Debusine workflow performance issues

10 minute(s) de lecture: Publié: 11 May, 2026

During March and April, we had a number of performance issues that made Debusine’s core functions of running work requests and reflecting their results in workflows quite unreliable. Investigating and fixing this took up a lot of time from both the Debusine development team and Freexian’s sysadmins.

The central problems involved a series of database concurrency and worker communication issues that interacted in complex ways. On bad days, this caused between 10% and 25% of processed work requests to fail unnecessarily. We communicated some of the problems to users on IRC, but not consistently since we didn’t entirely understand the scope of the problems at the time.

Most of the problems are fixed now, but we had a retrospective meeting to make sure we understood what happened and that we learn from it. Here’s a summary.

Data model

Debusine’s workflows consist of many individual work requests. Each work request has a database row representing its state, which means that the overall state of a workflow is distributed across many rows. Changes to one work request (for example, when it is completed) can cause changes to other work requests (perhaps unblocking it so that it can be scheduled to an idle worker).

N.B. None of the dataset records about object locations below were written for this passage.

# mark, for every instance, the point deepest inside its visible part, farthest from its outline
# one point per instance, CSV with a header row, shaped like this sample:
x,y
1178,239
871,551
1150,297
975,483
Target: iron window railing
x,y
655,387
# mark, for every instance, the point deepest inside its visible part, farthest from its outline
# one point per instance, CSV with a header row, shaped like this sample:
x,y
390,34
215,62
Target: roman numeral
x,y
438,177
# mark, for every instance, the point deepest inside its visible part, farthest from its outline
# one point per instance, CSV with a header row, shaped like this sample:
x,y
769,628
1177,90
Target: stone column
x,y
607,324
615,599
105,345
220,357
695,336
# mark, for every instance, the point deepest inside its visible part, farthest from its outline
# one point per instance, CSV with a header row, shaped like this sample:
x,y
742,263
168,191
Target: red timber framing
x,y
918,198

Those changes may happen concurrently, and in practice often do.

Workers typically need to create artifacts containing the output of tasks: these include things like packages, build logs, and test output.

Debusine records task history so that it can make better decisions about how to schedule work requests. Since this might otherwise grow without bound, the server expires older parts of that history after a while. The same is true for many other kinds of data.

Causes

Because workflows involve changes that propagate between work requests, there were historically some cases where different parts of the system could deadlock due to trying to take update locks on overlapping sets of work request rows in different orders. We mitigated that somewhere around 2025-11-05 by locking entire workflows in one go before making any change that might need to propagate between work requests like this; that dealt with the deadlocks, but it’s quite a heavyweight locking strategy that sometimes caused significant delays.
We’ve been working for some time to make Debusine useful to Debian developers, and regression tracking is an important part of that: it lets developers test uploads without being too badly misled by tests in related packages that were already failing before they started. On 2026-03-11 we enabled this by default on debusine.debian.net, after testing it for a while. Although this is useful, it put more load on the system as a whole, often approximately doubling the number of work requests in a given workflow with many additional dependencies between them.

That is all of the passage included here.